First, we will analyze the 1H-NMR chemical shifts and their splitting: 0.83 (d, 6H): A doublet with a chemical shift of 0.83 ppm indicates a group of protons which are likely attached to a carbon next to CH3. In this case, there are 6 protons, meaning we have two methyl groups sharing a chemical environment. These protons are most likely on two equivalent secondary or tertiary carbons. 2.11 (m, 1H): A multiplet at 2.11 ppm indicates a proton that is likely near a carbon with sp3 hybridization, possibly adjacent to a double bond or an electronegative atom. 2.30 (d, 2H): A doublet at 2.30 ppm represents two equivalent protons that might be on the carbon attached to the oxygen atom (which is probably an ether group). 3.64 (s, 2H): A singlet at 3.64 ppm represents two equivalent protons that are likely part of an O-CH2 group. 7.2-7.4 (m, 5H): The multiplet between 7.2-7.4 ppm corresponds to five protons which are likely to be attached to aromatic carbons.
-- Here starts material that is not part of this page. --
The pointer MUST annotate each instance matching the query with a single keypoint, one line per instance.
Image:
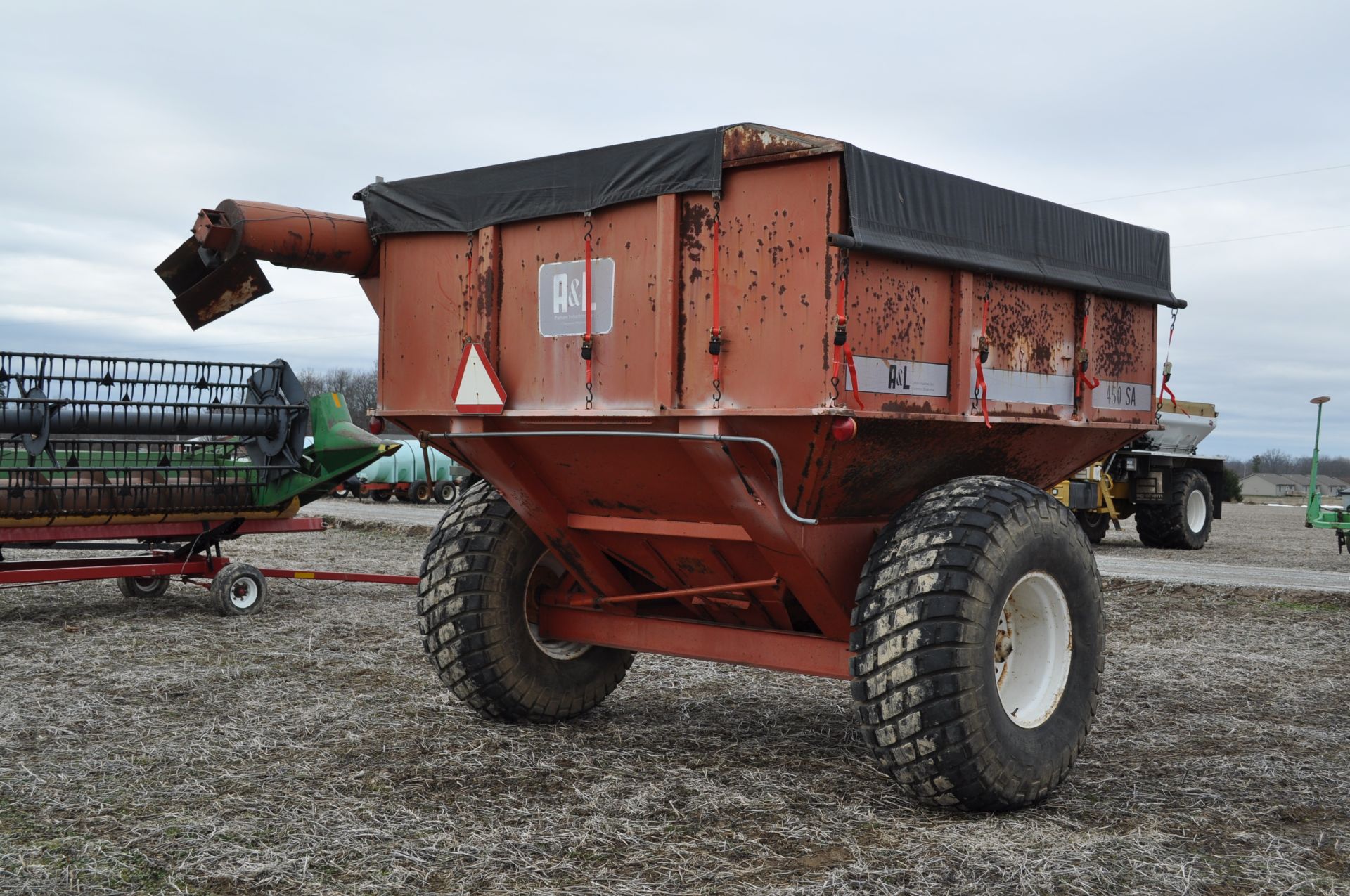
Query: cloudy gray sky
(119, 120)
We will now analyze the 13C-NMR chemical shifts: 207.82 ppm: A carbon with a chemical shift of 207.82 ppm is likely a carbonyl (C=O) group. The five chemical shifts between approximately 126-134 ppm correspond to the aromatic carbons. 50.88 ppm and 50.57 ppm: These two chemical shifts are likely due to the carbons attached to sp3 hybridized carbons. 24.43 ppm and 22.48 ppm: These chemical shifts likely represent carbons bonded to the oxygen atom or neighboring the oxygen atom.

Now we will combine the information from the 1H-NMR and 13C-NMR to propose the structure of compound F (C12H16O). From the 1H-NMR, we know that there are likely five aromatic protons and an O-CH2 group. We also have a carbonyl group due to the chemical shift at 207.82 ppm in the 13C-NMR. From the 1H-NMR data at 0.83 ppm (d, 6H), we know that there are two methyl groups attached to secondary or tertiary carbons. On 13C-NMR, we can match these protons with the carbons' chemical shifts at 24.43 ppm and 22.48 ppm. Thus, the proposed structure of compound F is: [C6H5-C-(O-CH2)-(CH(CH3)2)].